None of the long-flowering nor winter-tolerant trees I speak to above, is as yet possible. If no one sets the creation of such things as scientific goals, they never will be possible. If science does, however, set its sights on such goals, who knows? If science could put men on the Moon, including one (Buzz Aldrin) from Essex County, might it not also give us wonderful, decorative trees up and down the streets of Newark (and then other Northern cities as well)?

Part of the improvements to the area opposite the Cathedral Basilica is this building, the function of which is not apparent from the outside. Perhaps it's a storage area for maintenance supplies. Or not. But its columns are patterned like tree bark, and the struts out over the columns suggest a "ramada" (arbor), or perhaps the backbone of a dinosaur.

I didn't know until a few years ago (when I put up a post here about a daytrip to Hawthorne) that "ramada" was an ordinary word, for an architectural arbor, not just the name of a chain of hotels or motels ("ho/motels"? I suppose Rick Santorum would fly into a rage at such a shorthand term.)

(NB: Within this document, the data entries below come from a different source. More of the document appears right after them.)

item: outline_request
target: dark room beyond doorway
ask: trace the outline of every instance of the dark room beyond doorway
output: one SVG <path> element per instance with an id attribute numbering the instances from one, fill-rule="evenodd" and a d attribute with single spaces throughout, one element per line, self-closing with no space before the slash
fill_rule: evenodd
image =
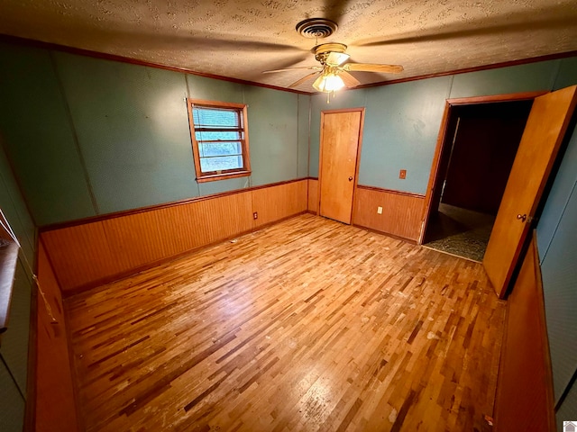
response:
<path id="1" fill-rule="evenodd" d="M 533 101 L 455 107 L 424 244 L 482 261 Z"/>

There were, last Wednesday, a large number of uprite, newly planted trees in the fenced-in "Prudential Concert Grove". They were not, however, flowering. Would the County put in that area non-flowering trees that would in future years block the view of flowering trees on this side of the lake too? I hope not.

You might not see the resemblance, but right behind the sign above, I spotted this pile of dirt that, given the sign, struck me as looking a lot like Prudential's Rock of Gibraltar logo. I have mentioned here that the inspiration for that logo was actually Laurel Hill (or Snake Hill, or Fraternity Rock) near the Turnpike, so a close visual approximation isn't all that essential to the likening.

If you regularly get to Branch Brook to see the splendiferous display of cherry blossoms, but have not yet made the trip this year, go as soon as humanly possible.

If you have never been to Branch Brook Park at cherry-blossom time and cannot go right away, you might better not bother, since the blossoms may have withered or been blown or rained off the trees. I am 4 miles away, so cannot say if the blossoms are still going strong.

In any event, you might want to put a reminder on your hardcopy or electronic calendar to get to Branch Brook Park next year around April 5th, and check with the BBP Cherry Blossom Welcome Center webcam, if it is still in use, and other information sources as to when best to view BBP's cherry-blossom extravaganza. A comprehensive story at the WABC-TV website says:

The cherry blossom display in Essex County Branch Brook Park is larger than the national display in Washington, DC and is the most diverse collection of cherry blossom varieties in the world. Aetna is sponsoring the Cherry Blossom Festival for the third consecutive year.
The insurance company Aetna? in Prudential's hometown? Ouch! That WABC story says there are supposed to be cellfone tags around the park that will present a recorded audio tour for owners of smartfones. WABC also mentions a free "Yes! In My Backyard Lecture" by NJIT Professor Neil Maher, April 12, 2012, 4 p.m., at the Welcome Center. The presentation will discuss the place in history of Branch Brook Park (the Nation's first county park, 1895) and the emergence of the urban park movement.

With the Newark Arts Council's "Open Doors" weekend in the fall, this is the most important time in Newark's events calendar. Check it out.